What are your thoughts on these knives? I'm looking at the Nakiri from them. It doesn't state the range but the Usuba is labeled Inox.

Dave


----------



## boar_d_laze (Feb 13, 2008)

Dave,

Sakai Takayuki sells a lot of knife lines.  Most, if not all, are actually OEM.  Could you be very specific about which line you're talking about?  For instance there are several Grand Cheff types which are very different from one another. 

A link would be very helpful.

BDL


----------



## daves (Jun 13, 2010)

http://www.chefsarmoury.com/kitchen...ble/sakai-takayuki-180mm-nakiri/prod_416.html Otherwise there is a Mcusta http://www.chefsarmoury.com/kitchen...custa-pro-damascus-160mm-nakiri/prod_475.html (This time it has to be with these guys I have store credit otherwise I'd buy from same place I got the Masamoto )

Dave


----------



## boar_d_laze (Feb 13, 2008)

Dave,

I don't like nakiris in general and don't know any of the Takayuki nakiris through personal experience.  I can tell you something about the company though and about the Inox line as well.

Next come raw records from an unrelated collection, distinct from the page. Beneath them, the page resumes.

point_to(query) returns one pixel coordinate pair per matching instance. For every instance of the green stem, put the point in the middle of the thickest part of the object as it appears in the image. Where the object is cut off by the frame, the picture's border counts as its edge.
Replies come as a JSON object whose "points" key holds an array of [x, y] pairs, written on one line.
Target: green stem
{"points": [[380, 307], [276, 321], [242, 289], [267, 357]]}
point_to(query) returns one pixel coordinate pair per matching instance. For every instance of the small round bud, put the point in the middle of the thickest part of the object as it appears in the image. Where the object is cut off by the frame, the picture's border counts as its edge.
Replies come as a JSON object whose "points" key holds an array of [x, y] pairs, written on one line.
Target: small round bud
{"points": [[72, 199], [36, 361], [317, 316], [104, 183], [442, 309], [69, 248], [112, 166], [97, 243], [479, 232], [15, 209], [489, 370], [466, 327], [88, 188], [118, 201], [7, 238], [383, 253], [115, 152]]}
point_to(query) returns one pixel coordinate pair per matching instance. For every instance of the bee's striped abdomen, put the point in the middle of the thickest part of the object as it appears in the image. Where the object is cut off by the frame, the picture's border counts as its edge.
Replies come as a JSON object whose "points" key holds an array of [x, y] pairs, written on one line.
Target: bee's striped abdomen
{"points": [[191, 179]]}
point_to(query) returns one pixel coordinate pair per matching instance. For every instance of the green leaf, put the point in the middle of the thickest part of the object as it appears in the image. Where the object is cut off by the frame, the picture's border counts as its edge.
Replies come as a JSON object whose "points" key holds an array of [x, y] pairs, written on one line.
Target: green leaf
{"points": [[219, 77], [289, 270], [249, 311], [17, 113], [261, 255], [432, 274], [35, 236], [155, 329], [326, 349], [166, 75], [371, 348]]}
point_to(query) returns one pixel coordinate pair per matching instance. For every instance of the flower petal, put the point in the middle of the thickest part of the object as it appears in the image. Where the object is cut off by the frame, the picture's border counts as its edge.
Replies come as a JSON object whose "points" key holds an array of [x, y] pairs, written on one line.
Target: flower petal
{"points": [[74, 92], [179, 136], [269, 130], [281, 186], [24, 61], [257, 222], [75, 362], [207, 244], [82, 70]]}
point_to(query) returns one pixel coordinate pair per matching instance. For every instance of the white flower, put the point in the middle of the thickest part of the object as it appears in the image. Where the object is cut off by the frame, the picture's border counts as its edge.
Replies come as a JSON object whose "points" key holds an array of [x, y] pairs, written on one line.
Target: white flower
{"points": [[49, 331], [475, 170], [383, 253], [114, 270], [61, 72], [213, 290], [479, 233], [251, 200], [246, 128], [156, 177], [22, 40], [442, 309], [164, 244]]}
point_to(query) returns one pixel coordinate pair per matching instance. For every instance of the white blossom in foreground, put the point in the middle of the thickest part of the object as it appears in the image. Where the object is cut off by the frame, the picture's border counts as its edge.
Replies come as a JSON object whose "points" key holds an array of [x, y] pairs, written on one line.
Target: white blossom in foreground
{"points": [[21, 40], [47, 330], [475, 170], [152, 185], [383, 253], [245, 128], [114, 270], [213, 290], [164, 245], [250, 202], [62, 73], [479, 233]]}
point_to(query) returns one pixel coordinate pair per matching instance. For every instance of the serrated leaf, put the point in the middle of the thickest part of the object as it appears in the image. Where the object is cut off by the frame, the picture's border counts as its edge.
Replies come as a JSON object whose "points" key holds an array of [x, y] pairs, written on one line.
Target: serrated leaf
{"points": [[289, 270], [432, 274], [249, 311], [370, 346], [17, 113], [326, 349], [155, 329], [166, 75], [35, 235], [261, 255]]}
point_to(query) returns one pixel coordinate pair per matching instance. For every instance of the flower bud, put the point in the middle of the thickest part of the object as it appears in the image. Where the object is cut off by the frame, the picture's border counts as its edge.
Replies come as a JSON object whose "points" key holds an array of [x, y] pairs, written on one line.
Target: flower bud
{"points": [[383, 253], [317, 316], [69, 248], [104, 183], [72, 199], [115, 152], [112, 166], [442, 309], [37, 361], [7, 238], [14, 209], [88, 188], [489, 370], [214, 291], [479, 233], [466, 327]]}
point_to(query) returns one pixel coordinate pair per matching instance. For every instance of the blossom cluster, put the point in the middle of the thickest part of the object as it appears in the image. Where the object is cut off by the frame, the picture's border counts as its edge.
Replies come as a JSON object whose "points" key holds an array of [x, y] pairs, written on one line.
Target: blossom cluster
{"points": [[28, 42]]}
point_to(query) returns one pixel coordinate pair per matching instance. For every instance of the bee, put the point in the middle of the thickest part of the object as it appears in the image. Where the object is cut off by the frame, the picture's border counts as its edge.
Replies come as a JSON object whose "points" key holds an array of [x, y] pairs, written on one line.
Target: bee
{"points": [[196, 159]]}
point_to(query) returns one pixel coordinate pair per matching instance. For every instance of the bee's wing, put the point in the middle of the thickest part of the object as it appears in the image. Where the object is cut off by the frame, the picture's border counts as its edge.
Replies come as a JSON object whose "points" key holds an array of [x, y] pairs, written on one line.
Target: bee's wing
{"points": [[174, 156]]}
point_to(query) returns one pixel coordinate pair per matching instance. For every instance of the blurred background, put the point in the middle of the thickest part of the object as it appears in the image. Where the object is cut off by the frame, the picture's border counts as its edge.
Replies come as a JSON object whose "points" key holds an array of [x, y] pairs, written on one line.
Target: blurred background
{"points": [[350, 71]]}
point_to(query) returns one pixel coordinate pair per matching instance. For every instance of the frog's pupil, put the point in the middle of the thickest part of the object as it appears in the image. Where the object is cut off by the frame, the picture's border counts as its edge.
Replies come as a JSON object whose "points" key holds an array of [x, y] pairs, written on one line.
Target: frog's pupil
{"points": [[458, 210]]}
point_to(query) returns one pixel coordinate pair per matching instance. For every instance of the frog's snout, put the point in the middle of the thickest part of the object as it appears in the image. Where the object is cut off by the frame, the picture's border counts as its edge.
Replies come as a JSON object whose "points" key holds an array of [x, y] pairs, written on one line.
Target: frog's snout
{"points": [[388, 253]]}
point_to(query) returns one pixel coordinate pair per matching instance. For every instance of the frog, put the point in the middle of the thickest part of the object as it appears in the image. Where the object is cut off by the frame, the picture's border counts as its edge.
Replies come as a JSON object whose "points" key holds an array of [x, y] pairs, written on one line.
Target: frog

Aoki knives got into knife manufacturing and selling not long after WWII.  They also sell under the Sakai Takayuki name which is centuries older.  They're in the middle of Japan's "knife country" and have a complex relationship with a number of OEM manufacturers.  That is, some knives are really made by someone else but sold under the Takayuki name; but I believe Aoki still makes some of its own knives.  IIRC, the current or perhaps last CEO is brother to the guy who started Suisun.

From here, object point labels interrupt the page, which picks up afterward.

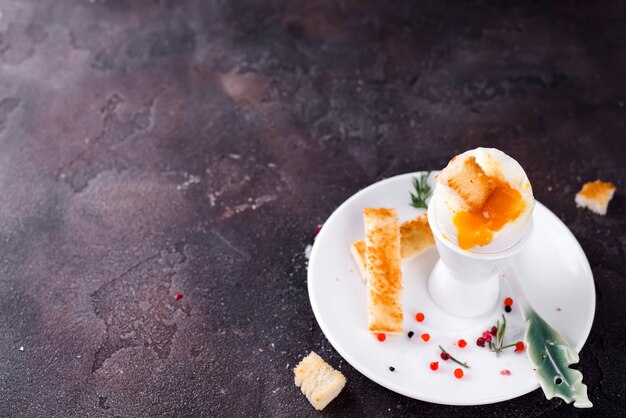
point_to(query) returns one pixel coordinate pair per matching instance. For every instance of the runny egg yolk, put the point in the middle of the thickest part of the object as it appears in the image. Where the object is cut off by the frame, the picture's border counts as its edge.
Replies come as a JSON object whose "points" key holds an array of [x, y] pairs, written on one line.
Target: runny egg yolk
{"points": [[477, 227]]}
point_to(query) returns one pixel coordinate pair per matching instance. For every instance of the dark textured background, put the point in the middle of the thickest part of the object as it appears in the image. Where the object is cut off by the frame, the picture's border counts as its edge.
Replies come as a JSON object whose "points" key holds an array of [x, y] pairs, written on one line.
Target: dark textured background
{"points": [[153, 148]]}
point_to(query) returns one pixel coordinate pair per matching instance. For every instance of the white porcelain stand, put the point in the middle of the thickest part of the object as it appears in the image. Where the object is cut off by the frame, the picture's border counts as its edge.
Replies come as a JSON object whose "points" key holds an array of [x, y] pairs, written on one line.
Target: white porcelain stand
{"points": [[465, 283]]}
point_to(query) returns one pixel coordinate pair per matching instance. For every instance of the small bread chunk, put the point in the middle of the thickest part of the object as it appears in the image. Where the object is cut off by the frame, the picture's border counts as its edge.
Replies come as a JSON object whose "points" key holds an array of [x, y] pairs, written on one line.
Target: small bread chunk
{"points": [[468, 180], [595, 196], [382, 270], [319, 382], [415, 238]]}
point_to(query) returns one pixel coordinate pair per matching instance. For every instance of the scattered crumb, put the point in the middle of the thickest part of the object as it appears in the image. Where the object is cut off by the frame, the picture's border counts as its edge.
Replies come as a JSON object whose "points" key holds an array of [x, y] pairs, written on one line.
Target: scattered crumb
{"points": [[213, 198], [595, 196], [191, 179], [307, 251]]}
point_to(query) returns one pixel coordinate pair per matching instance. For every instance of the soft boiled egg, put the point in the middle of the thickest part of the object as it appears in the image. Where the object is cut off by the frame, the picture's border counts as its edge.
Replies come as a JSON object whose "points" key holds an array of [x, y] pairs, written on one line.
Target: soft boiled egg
{"points": [[500, 222]]}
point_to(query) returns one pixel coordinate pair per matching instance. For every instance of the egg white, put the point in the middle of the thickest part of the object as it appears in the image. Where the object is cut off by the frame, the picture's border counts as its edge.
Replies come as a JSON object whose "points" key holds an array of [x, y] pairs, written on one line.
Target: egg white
{"points": [[495, 163]]}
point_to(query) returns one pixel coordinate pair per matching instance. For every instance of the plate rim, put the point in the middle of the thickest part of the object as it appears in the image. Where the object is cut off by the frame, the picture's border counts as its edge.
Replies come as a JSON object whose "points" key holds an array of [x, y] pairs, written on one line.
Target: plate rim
{"points": [[399, 389]]}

The Inox line is not their top end, but meant to be high value.  As these sort of things go, it's mid-priced. 

They're forged, not stamped.  Weight is average.  Thickness is average -- a lot different from their "Hammered Damascus" model which is ridiculously thick.  Handles are decent, nothing special either way, made from POM (plastic). 

They blade alloy is one mid-level "chrome moly" or another, but they're not sahing which one, and I don't know either; I'm not guessing VG2 particularly -- but probably something like it.  Compared to the best western made knives, the alloy itself as well its edge taking, holding and wear characteristics are going to be wonderful.  But compared to better Japanese knives, just OK. 

Hardness runs in the high fifties, 58-59 if I'm not mistaken.  They come pretty sharp OOTB, and sharpen up significantly better.  I don't know for sure if they can be profitably steeled, but guess they can.  Takayuki ships with 50/50 symmetry. 

The closest competition -- according to the low level of buzz on the net to the Inox nakiri -- seems to be be MAC's Japanese series nakiri.  At least they both come up in the same threads and posts.

If you want a functional nakiri, it seems, for the same money you could do a lot worse or about the same. 

Hope this helps a little,

BDL

PS.  Speaking of worse, avoid the "Hammered Damascus" nakiri.  Even the people who come to gushingly enthusiastic conclusions complain about weight and thickness.  The handles suck too.


----------